Distribution developers Linux Mint has published the first release of libAdapta, a fork of libAdwaita. The first release of libAdapta 1.5 is based on libAdwaita 1.5 and features theme support and some additional features. Otherwise, libAdapta supports all libAdwaita functionality and provides an identical look and feel to applications by default.
The creation of a custom fork is due to difficulties in transferring the project's advanced features into the main libAdwaita library. A soft fork, whose codebase is periodically migrated to new versions of libAdwaita to maintain compatibility, is considered optimal for Linux Mint solution. By maintaining its own fork, the developers Linux Mint is not limited in implementing its ideas and can quickly add changes, regardless of their approval by the libAdwaita developers.
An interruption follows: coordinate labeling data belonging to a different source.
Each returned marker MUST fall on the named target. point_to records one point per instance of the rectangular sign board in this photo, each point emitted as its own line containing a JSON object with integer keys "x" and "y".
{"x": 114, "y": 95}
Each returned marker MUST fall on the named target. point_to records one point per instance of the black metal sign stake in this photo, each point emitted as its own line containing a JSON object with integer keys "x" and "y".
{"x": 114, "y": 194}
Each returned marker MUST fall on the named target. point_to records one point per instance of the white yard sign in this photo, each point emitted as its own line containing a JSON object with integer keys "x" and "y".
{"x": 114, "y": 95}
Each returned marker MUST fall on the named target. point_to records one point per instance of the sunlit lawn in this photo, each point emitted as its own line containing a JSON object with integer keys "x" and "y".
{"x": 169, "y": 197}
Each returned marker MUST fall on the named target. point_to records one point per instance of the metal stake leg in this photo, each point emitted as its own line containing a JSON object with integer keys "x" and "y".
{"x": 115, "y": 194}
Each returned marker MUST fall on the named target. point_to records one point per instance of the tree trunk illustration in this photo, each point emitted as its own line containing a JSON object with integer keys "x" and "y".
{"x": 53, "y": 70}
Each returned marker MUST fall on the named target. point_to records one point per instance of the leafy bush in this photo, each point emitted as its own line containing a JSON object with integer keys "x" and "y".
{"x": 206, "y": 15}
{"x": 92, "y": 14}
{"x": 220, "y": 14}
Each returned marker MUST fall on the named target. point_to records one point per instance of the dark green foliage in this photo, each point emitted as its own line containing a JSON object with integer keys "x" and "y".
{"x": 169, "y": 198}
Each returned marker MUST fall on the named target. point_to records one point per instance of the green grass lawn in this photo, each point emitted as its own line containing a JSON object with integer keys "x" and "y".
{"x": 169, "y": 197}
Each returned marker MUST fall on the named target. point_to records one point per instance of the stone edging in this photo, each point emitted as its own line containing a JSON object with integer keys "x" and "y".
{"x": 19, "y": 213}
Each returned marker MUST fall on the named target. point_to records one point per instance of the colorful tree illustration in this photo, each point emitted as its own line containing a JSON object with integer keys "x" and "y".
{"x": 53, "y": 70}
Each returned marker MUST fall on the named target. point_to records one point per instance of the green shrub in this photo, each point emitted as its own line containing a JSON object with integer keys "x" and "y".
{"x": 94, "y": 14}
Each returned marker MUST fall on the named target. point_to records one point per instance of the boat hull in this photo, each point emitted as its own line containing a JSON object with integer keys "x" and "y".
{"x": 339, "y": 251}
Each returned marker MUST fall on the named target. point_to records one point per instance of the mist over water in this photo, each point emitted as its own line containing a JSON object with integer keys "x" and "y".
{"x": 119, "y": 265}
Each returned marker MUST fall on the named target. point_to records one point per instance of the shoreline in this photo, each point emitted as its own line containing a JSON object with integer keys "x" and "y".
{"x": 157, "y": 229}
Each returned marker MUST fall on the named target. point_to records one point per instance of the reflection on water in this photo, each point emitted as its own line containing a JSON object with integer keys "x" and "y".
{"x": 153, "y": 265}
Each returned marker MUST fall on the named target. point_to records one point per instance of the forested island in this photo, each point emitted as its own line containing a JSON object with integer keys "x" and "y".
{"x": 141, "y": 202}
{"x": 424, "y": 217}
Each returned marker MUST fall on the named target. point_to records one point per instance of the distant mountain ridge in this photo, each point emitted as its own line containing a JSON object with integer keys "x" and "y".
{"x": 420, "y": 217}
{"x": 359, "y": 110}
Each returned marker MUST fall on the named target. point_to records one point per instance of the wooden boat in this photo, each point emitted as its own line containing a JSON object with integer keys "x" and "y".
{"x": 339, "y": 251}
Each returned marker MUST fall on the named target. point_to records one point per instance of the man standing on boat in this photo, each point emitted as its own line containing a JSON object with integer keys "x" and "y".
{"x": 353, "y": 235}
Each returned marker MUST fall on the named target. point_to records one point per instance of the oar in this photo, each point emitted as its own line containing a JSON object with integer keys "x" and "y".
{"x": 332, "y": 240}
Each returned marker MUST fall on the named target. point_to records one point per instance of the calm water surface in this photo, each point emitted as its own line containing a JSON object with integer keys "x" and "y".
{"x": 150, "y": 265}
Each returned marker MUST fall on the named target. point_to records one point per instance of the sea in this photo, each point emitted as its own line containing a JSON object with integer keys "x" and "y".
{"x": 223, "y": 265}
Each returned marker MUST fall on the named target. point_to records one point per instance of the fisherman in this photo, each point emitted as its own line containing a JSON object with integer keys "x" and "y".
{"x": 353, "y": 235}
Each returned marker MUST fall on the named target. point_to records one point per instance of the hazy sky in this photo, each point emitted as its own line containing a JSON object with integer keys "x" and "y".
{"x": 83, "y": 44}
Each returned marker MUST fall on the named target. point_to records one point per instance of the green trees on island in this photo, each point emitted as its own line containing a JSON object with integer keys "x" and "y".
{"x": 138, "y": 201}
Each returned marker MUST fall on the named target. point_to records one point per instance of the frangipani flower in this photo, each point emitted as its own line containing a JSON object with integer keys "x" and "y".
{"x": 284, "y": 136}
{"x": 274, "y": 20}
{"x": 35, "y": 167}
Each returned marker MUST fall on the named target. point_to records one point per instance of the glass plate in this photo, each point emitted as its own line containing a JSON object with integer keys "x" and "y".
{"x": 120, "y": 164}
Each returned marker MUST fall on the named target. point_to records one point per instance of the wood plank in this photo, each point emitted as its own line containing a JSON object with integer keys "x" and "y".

The LibAdwaita project is presented as supporting only the GNOME platform, which is why the developers of this library have rejected pull requests related to the integration of theme management tools and support for features that are missing from GNOME. The libAdwaita developers have also rejected the idea of adding an extension similar to libGranite.
The problem is that libAdwaita developers fundamentally refuse to integrate theme support, offering only a basic GNOME-style look. Due to the lack of theme support, libAdwaita-based applications always look like GNOME applications, not GTK applications, and do not fit well with the look of other desktop environments.
Applications built with libAdapta, when run in desktop environments that support theme selection, pick up theme settings and use the corresponding interface elements. libAdapta checks the directory of the current GTK theme and, if the libadapta-* subdirectory is present, uses a different set of style files. If the subdirectory is missing, it falls back to the libAdwaita style set. For compatibility with libAdwaita, a separate header file is provided, allowing you to easily switch between libAdwaita and libAdapta without making changes to the code.
Let us recall that libAdwaita provides a set of components for styling the user interface that meets the GNOME HIG (Human Interface Guidelines) recommendations. The library includes ready-made widgets (lists, panels, editing blocks, buttons, tabs, search forms, dialog boxes, etc.) that match the general GNOME style. The library is used in combination with GTK4 and includes components of the Adwaita design theme used in GNOME, which were taken out of GTK, which allowed GTK developers to focus on basic things, and GNOME developers to quickly promote the style changes they need without affecting GTK itself.